Si no se reconocen estas problemáticas, el precio a pagar será enorme. Para los estudiantes, significa sentirse abandonados en sus momentos de mayor vulnerabilidad. Para los docentes, significa agotamiento, cuando sus sacrificios silenciosos no son comprendidos. Y para la sociedad, significa perder uno de los pilares culturales más importantes: la confianza en el profesorado. Una generación de jóvenes que crece sin apoyo emocional será vulnerable, se desorientará fácilmente y perderá la fe en sí mismos con facilidad; algo que la educación por sí sola no puede compensar mediante la reforma curricular.

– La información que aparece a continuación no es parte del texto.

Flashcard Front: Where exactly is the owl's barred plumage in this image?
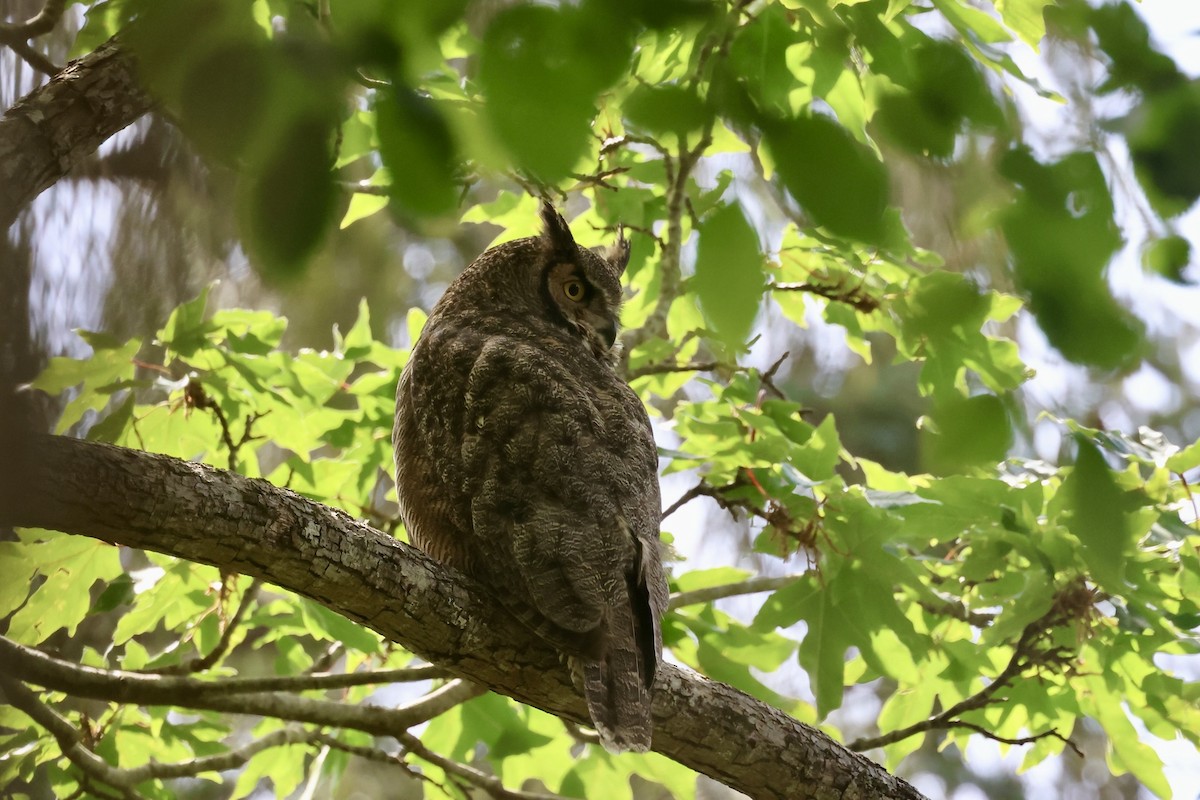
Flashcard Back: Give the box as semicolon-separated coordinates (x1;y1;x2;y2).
394;205;667;751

Pero en medio de estos desafíos, aún vemos innumerables aspectos positivos. Si observamos con atención, veremos muchos cambios positivos que pueden comenzar con pequeños gestos. Los padres deberían dejar de comparar a sus hijos con los demás y, en cambio, reconocer sus esfuerzos diarios. Las escuelas deberían crear más espacios para que los docentes interactúen y escuchen a los estudiantes sin depender tanto de registros e informes. La sociedad debería mostrar consideración hacia la profesión docente respetando su tiempo, su salud y su reputación, en lugar de simplemente expresar gratitud con flores. Y, en un plano más amplio, las políticas que apoyen la psicología escolar o que mejoren las condiciones de los docentes en zonas desfavorecidas contribuirán a que los docentes se dediquen más a su profesión.

Cuando recuerdo la imagen del maestro agachándose para atarse los cordones frente a la puerta de la escuela la primera mañana de la semana, pienso que no fue un acto casual. Es un símbolo de las incontables veces que los maestros se agachan en la vida: agachándose para recoger un sueño roto; agachándose para levantar a un niño caído; agachándose para mirar a los ojos del alumno y decirle: «Creo en ti», «Creo en ti». Y quizás, cuando un alumno crece y regresa, abraza al maestro y, con la voz entrecortada, le dice: «Sin usted, no estaría aquí hoy», ese es el momento que mejor explica el significado de «la vocación de formar personas». Una vocación que no rebosa de fama ni de brillo, pero que basta para cambiar el destino de una persona. Conservar esos pequeños detalles, valorar la mano que se ha posado sobre nuestros hombros y vivir de una manera que enorgullezca a nuestros maestros: quizás esa sea la gratitud más hermosa que cada uno de nosotros puede expresar.